Last week, I was watching a program on The History Channel titled History of Sex. Just before and after each commercial break, they would have a little quote. I immediately hit pause at one of them as I just had to write this down:

Victorians used the term “limbs” as a euphemism for legs, which were thought to be so sexually exciting to a man, even a glimpse of a table leg could incite him to sexual frenzy. Table skirts were invented to prevent any unnatural unions between men and furniture.

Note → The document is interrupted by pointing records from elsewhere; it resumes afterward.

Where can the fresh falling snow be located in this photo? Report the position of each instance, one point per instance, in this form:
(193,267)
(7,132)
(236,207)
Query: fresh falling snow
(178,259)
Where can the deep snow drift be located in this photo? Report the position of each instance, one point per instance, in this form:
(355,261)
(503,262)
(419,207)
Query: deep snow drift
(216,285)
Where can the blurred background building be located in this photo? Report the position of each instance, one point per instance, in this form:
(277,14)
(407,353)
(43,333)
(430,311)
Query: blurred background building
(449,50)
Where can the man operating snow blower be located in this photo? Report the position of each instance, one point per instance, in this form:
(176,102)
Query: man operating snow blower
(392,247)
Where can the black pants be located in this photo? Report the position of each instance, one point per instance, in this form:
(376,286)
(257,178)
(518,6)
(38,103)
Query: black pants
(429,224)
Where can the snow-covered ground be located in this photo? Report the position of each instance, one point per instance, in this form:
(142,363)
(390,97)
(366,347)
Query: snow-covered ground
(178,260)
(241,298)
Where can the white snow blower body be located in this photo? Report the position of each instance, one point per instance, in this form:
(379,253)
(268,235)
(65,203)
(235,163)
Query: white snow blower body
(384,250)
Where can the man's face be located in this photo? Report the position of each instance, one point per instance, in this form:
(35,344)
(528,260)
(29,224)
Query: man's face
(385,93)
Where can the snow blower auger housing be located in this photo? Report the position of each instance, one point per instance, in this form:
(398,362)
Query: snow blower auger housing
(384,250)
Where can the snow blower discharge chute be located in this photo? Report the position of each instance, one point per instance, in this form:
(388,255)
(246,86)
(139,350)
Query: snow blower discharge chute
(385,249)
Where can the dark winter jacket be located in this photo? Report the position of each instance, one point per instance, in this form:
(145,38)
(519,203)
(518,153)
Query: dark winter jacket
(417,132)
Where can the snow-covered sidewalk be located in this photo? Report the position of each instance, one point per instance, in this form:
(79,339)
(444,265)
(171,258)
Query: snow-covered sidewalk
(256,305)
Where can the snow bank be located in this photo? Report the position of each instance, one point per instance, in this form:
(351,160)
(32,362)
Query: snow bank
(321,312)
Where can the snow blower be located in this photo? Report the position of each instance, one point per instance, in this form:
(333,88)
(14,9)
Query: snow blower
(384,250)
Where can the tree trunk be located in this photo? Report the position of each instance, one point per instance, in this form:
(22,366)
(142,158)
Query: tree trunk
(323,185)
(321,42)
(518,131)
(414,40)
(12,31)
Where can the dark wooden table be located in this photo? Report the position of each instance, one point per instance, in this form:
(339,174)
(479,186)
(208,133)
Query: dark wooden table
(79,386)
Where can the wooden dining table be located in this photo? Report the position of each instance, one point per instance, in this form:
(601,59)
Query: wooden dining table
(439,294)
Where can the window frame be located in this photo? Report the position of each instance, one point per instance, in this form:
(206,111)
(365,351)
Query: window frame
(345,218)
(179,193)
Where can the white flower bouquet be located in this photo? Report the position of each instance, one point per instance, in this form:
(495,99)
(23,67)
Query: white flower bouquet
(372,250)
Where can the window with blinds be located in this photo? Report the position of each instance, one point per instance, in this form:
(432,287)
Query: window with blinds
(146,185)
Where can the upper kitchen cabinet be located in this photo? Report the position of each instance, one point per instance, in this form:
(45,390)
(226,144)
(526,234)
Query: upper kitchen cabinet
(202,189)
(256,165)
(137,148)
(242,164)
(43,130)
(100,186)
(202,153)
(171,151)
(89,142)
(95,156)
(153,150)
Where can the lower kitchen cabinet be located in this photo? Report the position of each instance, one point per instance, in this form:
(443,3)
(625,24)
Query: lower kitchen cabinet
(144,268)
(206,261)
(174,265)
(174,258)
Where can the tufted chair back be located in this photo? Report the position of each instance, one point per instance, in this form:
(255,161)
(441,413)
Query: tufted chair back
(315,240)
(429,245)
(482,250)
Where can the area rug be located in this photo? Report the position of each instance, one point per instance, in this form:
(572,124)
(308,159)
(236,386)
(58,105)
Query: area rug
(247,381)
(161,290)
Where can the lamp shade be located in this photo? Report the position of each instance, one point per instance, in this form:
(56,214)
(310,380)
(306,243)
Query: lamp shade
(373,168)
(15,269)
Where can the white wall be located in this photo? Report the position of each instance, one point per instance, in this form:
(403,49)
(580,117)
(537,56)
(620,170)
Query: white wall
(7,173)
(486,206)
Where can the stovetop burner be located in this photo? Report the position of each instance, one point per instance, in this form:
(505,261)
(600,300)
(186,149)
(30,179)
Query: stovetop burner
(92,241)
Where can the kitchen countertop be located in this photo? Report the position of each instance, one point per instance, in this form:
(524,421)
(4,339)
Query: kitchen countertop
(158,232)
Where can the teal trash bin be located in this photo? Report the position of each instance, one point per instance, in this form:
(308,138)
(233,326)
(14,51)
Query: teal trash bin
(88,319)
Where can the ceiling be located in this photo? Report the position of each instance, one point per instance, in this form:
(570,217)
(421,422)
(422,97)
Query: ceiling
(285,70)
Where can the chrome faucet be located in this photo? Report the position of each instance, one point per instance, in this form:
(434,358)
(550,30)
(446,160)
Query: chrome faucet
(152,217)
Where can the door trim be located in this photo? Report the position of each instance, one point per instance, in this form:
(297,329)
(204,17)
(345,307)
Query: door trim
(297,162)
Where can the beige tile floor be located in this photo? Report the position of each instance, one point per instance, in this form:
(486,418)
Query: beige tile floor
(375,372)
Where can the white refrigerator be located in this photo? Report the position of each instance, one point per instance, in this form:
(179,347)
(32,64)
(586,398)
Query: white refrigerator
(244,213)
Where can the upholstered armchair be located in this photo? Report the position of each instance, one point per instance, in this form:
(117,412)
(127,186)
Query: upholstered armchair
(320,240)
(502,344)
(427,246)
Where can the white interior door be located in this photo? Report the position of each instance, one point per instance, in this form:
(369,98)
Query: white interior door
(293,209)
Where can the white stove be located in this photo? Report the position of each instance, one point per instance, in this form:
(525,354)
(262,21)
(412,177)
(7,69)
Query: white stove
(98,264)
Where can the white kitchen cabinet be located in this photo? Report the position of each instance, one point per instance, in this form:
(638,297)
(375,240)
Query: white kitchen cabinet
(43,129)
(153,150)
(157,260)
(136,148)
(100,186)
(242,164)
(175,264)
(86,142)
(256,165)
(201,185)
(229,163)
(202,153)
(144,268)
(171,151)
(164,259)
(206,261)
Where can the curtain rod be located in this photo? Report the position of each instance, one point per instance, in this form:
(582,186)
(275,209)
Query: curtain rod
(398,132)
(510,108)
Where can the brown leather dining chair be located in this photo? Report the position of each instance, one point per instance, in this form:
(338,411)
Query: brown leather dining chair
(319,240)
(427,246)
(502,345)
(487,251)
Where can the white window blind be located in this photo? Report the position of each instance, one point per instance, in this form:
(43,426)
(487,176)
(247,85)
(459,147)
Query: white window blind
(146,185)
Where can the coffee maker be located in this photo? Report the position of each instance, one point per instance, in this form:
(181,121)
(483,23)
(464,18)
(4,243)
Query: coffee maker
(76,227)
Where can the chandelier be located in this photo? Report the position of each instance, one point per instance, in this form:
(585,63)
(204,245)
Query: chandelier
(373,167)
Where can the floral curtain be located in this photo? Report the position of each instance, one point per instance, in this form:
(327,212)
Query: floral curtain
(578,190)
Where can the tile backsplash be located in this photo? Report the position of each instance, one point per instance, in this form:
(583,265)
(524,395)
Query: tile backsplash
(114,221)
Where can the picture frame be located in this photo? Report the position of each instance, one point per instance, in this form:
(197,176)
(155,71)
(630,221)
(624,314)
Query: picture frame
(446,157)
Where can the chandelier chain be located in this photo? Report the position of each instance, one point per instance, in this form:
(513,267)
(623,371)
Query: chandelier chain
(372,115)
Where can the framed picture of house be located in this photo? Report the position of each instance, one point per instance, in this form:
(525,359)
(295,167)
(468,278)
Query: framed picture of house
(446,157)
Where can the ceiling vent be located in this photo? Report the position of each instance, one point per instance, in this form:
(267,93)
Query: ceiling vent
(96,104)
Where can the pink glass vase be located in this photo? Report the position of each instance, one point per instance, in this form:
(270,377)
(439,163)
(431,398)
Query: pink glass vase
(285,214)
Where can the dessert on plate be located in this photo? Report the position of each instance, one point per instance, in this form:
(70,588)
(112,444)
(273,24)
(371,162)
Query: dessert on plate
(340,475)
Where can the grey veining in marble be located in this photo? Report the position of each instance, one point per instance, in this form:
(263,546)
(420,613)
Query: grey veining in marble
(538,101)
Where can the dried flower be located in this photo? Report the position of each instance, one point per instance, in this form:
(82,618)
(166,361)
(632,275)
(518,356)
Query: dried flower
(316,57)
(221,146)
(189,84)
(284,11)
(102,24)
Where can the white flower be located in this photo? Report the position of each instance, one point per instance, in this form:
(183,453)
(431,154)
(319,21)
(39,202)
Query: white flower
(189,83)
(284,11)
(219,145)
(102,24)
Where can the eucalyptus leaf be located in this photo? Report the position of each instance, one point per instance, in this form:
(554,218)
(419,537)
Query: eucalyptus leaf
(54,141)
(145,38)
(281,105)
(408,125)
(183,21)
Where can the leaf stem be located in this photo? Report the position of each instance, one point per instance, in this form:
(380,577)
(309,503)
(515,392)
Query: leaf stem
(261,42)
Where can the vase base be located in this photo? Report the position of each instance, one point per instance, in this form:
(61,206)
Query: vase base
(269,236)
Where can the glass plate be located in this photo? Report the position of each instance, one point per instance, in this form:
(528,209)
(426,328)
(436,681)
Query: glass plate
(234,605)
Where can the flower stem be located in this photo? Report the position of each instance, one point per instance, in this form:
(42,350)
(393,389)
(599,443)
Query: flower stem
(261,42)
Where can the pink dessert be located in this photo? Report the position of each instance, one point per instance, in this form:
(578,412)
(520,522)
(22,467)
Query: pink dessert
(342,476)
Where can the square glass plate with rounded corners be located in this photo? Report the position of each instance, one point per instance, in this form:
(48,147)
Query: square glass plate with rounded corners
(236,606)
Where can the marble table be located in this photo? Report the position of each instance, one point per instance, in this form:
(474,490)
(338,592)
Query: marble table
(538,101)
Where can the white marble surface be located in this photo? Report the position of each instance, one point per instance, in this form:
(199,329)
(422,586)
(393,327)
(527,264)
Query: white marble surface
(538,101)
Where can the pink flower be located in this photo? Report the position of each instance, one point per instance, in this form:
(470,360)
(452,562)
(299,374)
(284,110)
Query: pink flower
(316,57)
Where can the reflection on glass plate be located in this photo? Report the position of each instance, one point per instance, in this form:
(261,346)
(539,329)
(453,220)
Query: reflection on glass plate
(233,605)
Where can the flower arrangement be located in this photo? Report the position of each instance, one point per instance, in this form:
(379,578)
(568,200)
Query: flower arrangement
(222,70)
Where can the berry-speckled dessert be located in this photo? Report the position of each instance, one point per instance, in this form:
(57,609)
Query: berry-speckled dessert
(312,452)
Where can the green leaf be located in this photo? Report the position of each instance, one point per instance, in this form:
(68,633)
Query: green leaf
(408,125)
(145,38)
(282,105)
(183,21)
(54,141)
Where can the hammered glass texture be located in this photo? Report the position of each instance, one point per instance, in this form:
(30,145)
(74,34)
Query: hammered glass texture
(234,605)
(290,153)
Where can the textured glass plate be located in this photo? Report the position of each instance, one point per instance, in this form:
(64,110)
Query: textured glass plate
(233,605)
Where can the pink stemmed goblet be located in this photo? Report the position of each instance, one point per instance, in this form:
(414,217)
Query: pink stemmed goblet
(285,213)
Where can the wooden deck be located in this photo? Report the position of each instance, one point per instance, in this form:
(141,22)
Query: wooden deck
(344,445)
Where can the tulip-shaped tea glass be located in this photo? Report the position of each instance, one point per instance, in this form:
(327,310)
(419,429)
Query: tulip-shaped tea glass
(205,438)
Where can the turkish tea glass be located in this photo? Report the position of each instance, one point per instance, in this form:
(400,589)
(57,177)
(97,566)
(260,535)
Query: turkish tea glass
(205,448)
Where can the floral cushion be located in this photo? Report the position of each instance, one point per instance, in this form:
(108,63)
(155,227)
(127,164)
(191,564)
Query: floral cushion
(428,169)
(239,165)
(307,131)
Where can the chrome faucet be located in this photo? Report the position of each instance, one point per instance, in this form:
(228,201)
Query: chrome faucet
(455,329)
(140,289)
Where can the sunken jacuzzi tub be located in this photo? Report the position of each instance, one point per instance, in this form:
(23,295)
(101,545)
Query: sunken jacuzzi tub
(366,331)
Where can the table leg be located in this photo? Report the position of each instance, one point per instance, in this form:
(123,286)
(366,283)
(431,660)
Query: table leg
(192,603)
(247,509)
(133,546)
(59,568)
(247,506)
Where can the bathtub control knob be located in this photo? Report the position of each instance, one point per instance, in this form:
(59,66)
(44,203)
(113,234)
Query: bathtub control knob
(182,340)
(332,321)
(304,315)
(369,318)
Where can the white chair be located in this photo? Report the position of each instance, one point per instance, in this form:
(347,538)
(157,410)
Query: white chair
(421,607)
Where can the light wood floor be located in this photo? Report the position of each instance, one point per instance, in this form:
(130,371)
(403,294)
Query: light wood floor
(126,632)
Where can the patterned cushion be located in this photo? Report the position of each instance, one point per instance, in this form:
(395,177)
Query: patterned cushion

I immediately thought of something I had written in my The Facebook/Breastfeeding Controversy: A Dad’s Perspective post:

Society seems to dictate that the breast should be hidden away (even in instances of breastfeeding) because it is a sexual object. This is a self-fulfilling statement, however. It is mainly a sexual object *BECAUSE* it is hidden away. Go back a century or two to when women wouldn’t be seen outside showing any ankle and ask people of that time why they thought a bared female ankle shouldn’t be seen. I guarantee that the response would have been that the female ankle is sexually alluring and thus should be hidden away. When ankles became common to see, legs became the alluring object. When legs revealed themselves, the belly gained prominence. As each body part showed up more and more in public life, it lost being seen solely as a sexual lure. If women were to commonly walk around topless, the breast would lose much (if not all) of it’s role as a sexual lure. Yes, there would be an increase in teenaged boys drooling on street corners in the short term, but after awhile, society would move on.

Here was some historical proof of my theory. Back during the Victorian era, people thought that men couldn’t handle the mere sight of a female leg. In fact, female legs were thought to be such a strong sexual turn-on that a table’s leg would place a man into a state of “sexual frenzy” merely due to the passing resemblance they have to a female’s leg. Today, however, you can see women’s legs everywhere from business offices to the beach. From malls to markets. These women aren’t leaving a trail of frenzied men in their wake. Society has moved on.

Yes, the female leg is still seen by men today as a sexual attractant, but it is no longer “forbidden fruit.” You don’t see men’s magazines named “Thigh” showing bare legs. Men simply do not go into an uncontrollable frenzy on the mere sight of a bare leg. If women walked around commonly without any tops on, the female breast would become another “woman’s leg.” It would lose its “forbidden fruit” aspect. While it would remain a sexual attractant to some degree, it wouldn’t be the sort of thing that makes men drool like idiots.